As Love his arts in haunts familiar tried,
Watchful as one expecting war is found,
Who all foresees, and guards the passes round,
I in the armour of old thoughts relied:

Turning, I saw a shadow at my side

Cast by the sun, whose outline on the ground
I knew for hers, who (be my judgment sound)
Deserves in bliss immortal to abide.
I whispered to my heart, Nay, wherefore fear?
But scarcely did the thought arise within,

Than the bright rays in which I burn were here.
As thunders with the lightning-flash begin,
So was I struck at once both blind and mute,
By her dear dazzling eyes and sweet salute.

MACGREGOR.

COULD HE BUT SEE THE HOUSE OF LAURA, HIS SIGHS MIGHT REACH HER MORE QUICKLY.
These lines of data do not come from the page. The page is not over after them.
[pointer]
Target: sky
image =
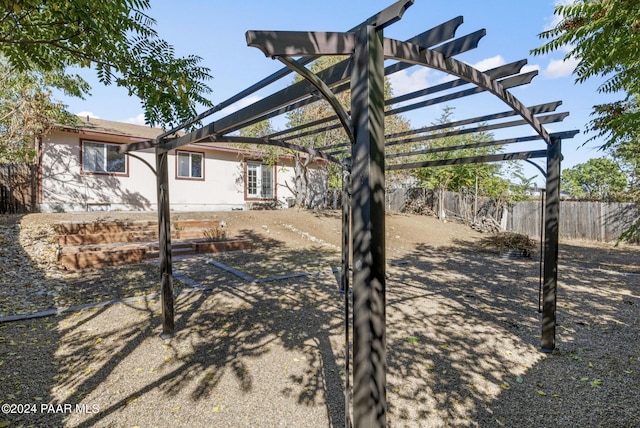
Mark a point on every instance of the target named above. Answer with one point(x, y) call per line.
point(215, 31)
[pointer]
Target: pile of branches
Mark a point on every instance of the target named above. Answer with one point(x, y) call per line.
point(486, 225)
point(418, 206)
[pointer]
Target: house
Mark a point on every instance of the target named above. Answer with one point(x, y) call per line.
point(81, 169)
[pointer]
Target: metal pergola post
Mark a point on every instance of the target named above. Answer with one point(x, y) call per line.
point(552, 216)
point(368, 229)
point(344, 280)
point(164, 235)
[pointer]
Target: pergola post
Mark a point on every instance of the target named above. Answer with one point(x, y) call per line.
point(344, 280)
point(552, 216)
point(368, 230)
point(164, 235)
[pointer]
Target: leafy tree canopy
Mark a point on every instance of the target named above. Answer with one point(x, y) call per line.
point(27, 110)
point(604, 36)
point(114, 37)
point(598, 178)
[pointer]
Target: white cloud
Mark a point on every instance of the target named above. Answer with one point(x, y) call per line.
point(489, 63)
point(137, 120)
point(87, 114)
point(403, 83)
point(560, 68)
If, which our valley bars, this wall of stone,
From which its present name we closely trace,
Were by disdainful nature rased, and thrown
Its back to Babel and to Rome its face:
Then had my sighs a better pathway known
To where their hope is yet in life and grace:
They now go singly, yet my voice all own,
And, where I send, not one but finds its place.
There too, as I perceive, such welcome sweet
They ever find, that none returns again,
But still delightedly with her remain.

My grief is from the eyes, each morn to meet-
Not the fair scenes my soul so longed to see—
Toil for my weary limbs and tears for me.

MACGREGOR.

THOUGH HE IS UNHAPPY, HIS LOVE REMAINS EVER UNCHANGED.

My sixteenth year of sighs its course has run,

I stand alone, already on the brow

Where Age descends: and yet it seems as now

My time of trial only were begun.

'Tis sweet to love, and good to be undone;
Though life be hard, more days may Heaven allow
Misfortune to outlive; else Death may bow
The bright head low my loving praise that won.